Wayne Rooney scored twice on a threadbare pitch to seal the points for United after Jay Rodriguez had punished a mixup between Michael Carrick and keeper David de Gea to put Southampton ahead after three minutes.
Rooney's first goal was his 100th at home for United but it did not disguise a lethargic performance from his team mates who were merely hanging on before the final whistle.
Ferguson was full of praise for Southampton who were impressive under new manager Mauricio Pochettino but clearly unhappy with the lack of grass on the pitch.
"In the second half, the players just found the pitch impossible," Ferguson, whose side moved seven points closer of Manchester City, told the club's website (www.manutd.com)
"We tried to play the way we normally play and found it difficult because the pitch had dried out a lot. It was an ice cold night and it happens.
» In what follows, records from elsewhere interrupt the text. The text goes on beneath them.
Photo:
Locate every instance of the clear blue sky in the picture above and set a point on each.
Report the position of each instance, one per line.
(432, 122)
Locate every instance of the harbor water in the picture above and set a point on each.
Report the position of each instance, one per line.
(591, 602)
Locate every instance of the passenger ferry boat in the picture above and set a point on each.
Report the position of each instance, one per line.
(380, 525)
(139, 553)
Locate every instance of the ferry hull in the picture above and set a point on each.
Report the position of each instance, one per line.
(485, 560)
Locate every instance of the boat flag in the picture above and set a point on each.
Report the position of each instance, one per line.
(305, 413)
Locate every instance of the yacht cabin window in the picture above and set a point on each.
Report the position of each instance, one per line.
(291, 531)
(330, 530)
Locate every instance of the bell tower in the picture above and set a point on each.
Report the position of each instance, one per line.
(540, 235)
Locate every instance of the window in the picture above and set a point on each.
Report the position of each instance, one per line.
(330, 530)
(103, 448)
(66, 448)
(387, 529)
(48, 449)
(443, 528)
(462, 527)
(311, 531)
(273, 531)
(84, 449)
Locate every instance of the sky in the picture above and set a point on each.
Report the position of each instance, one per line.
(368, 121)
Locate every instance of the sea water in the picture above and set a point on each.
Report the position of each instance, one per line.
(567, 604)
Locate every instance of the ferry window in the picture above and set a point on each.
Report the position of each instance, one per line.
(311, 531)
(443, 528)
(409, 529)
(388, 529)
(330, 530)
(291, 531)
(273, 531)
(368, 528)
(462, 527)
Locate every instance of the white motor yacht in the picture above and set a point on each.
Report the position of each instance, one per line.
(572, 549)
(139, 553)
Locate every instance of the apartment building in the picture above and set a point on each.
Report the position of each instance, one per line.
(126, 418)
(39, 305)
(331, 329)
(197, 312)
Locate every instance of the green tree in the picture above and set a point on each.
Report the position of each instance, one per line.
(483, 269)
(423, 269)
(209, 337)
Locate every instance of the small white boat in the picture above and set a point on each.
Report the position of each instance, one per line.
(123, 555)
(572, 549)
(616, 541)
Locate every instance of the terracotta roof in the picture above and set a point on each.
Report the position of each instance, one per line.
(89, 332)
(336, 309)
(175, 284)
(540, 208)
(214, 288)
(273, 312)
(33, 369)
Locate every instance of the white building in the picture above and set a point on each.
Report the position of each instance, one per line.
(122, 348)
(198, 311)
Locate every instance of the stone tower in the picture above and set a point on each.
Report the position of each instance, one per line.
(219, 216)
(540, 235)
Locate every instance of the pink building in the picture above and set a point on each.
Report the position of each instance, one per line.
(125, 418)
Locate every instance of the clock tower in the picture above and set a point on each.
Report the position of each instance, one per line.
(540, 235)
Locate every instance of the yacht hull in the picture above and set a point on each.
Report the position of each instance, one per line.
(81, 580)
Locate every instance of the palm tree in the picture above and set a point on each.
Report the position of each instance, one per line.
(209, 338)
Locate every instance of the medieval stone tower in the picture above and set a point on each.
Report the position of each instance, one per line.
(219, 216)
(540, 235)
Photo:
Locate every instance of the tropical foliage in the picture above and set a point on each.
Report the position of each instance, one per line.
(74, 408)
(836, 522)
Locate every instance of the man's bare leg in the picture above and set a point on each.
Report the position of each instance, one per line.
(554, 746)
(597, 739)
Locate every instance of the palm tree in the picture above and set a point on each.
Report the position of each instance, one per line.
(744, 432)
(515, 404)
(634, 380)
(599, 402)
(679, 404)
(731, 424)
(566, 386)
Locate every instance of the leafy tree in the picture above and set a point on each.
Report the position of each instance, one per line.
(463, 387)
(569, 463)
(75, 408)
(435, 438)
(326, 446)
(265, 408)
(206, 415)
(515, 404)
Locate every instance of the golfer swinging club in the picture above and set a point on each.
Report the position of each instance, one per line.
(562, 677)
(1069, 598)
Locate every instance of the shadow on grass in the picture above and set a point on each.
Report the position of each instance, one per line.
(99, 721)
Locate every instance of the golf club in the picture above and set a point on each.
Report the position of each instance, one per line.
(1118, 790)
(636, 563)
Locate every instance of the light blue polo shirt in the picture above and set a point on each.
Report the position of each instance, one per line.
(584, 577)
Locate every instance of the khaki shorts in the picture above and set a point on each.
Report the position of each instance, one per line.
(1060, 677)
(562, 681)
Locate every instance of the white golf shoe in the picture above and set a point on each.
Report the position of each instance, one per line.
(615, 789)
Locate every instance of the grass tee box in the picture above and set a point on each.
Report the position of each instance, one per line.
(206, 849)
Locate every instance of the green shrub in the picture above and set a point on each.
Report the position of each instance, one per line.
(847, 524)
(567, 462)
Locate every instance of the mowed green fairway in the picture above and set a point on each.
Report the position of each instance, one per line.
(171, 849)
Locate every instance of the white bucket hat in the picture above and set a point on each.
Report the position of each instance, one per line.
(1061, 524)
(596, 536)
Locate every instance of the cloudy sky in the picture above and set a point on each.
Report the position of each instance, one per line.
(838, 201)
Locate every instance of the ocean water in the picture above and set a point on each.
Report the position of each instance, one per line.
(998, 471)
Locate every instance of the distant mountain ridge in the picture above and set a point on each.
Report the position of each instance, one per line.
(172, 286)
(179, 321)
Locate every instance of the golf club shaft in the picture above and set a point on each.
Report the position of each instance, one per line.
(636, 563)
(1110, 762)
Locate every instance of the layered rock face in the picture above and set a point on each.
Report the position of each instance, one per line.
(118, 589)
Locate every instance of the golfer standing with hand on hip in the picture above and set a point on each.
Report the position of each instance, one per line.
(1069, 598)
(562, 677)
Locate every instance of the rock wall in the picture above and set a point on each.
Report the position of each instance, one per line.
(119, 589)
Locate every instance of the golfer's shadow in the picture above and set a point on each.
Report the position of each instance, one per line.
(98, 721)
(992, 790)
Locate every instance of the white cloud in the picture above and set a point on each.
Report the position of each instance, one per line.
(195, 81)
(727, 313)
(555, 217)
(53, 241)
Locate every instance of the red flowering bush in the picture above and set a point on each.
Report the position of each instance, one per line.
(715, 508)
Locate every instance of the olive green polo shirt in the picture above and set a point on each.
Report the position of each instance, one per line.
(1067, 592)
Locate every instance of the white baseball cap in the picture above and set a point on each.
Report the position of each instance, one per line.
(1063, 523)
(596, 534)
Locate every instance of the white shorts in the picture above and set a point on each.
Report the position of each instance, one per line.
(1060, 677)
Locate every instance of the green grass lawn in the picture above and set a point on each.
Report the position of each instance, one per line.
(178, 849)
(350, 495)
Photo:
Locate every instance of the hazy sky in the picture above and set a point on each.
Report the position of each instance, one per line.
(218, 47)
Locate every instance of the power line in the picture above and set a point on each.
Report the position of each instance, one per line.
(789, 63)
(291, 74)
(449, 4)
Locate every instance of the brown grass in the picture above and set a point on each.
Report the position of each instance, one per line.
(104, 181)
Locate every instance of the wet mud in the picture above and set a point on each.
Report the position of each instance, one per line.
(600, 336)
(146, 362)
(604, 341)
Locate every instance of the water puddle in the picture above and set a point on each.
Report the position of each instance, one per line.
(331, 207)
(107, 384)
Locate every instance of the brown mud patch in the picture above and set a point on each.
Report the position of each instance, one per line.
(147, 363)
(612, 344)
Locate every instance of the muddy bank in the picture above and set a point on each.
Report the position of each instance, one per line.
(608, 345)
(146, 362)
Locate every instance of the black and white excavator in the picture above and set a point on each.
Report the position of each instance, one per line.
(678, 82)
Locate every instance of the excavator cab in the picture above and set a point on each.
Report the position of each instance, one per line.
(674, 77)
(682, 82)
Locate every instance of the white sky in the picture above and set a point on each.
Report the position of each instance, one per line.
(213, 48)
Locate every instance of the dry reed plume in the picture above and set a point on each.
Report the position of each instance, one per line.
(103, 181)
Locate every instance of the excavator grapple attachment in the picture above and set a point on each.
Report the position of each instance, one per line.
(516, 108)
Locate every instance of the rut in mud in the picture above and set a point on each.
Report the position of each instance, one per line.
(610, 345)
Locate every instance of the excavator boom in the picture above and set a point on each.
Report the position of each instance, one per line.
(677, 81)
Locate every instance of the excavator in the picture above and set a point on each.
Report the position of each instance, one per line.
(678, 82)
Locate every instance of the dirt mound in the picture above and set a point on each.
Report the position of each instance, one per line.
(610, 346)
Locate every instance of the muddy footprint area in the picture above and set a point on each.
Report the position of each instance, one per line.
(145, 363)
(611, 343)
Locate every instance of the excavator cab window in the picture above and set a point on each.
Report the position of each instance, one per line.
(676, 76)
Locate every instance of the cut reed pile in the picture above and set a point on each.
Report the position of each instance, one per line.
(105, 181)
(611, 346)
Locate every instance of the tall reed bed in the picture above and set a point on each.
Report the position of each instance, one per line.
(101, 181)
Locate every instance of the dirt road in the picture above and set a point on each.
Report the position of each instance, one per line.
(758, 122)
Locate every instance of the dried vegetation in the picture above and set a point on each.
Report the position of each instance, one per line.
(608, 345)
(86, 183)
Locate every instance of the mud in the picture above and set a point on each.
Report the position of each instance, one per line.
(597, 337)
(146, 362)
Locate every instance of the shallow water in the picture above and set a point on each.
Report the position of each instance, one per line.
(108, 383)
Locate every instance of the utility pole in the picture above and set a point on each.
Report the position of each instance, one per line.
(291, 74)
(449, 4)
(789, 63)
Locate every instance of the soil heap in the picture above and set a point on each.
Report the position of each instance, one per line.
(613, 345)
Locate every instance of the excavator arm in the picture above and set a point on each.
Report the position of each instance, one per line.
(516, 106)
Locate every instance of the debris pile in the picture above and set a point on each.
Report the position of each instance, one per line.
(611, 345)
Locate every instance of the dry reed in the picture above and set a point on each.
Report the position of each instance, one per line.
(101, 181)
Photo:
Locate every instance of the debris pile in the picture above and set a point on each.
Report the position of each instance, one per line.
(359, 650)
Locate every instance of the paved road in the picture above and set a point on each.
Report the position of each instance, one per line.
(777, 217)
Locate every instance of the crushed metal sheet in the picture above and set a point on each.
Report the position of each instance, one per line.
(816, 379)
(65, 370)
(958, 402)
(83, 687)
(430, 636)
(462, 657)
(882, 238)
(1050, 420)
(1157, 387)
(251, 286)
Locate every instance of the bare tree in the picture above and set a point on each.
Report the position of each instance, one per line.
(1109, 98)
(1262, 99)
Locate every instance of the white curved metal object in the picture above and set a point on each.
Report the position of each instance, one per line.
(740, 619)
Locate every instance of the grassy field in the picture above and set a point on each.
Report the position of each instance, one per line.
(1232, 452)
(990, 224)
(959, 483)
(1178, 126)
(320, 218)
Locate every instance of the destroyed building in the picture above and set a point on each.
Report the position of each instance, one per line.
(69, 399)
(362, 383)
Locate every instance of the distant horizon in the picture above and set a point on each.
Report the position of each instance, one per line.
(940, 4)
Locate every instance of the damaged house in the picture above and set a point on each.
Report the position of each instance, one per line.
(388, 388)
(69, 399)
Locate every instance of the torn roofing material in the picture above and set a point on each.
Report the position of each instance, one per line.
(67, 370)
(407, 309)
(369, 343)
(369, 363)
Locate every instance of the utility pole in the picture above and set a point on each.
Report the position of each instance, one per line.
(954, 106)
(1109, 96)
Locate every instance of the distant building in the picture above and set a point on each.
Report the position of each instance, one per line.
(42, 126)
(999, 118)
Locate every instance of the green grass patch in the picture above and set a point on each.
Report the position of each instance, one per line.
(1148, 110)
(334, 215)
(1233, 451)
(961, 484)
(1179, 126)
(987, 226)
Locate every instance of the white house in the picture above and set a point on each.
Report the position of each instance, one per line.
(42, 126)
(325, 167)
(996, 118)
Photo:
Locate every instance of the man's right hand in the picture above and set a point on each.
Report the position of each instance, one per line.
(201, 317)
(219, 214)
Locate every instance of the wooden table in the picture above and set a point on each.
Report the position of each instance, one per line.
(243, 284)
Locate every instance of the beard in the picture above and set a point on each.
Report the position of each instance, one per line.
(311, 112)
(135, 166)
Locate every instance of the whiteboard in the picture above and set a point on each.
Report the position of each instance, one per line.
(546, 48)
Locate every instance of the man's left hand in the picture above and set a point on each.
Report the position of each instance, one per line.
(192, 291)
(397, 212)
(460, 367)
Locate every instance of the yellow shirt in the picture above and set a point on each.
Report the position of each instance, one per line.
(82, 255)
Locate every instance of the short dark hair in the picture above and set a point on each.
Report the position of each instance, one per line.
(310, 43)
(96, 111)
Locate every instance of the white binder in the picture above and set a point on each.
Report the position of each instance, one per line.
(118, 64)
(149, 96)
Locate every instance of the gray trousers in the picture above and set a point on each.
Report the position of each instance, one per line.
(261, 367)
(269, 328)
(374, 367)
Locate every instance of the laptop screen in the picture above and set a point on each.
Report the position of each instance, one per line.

"We lost an early goal but it didn't deter us from playing some fantastic football and we could have been four or five up at halftime, but once the pitch started to dry out the players found it difficult to play a different way and it really required us to play the ball into the gaps, which we don't normally do.
"For the first 30 minutes I thought we were fantastic, we played really well," he added. "But in the second half Southampton have been the best team to play here this season. We were fortunate to win the game.
"The pitch didn't help us. We can't use that as an excuse, but it didn't help us. It's a worry."
Pochettino, who surprisingly replaced Nigel Adkins whose sacking drew words of support from Ferguson in the match day programme, said the praise was welcome.
"I'm very proud (of Ferguson's praise)," he told the BBC through an interpreter. "It's very important for my players to hear. But we leave with no points.
"We did play well but I'm upset at not getting a draw at least. It doesn't console me."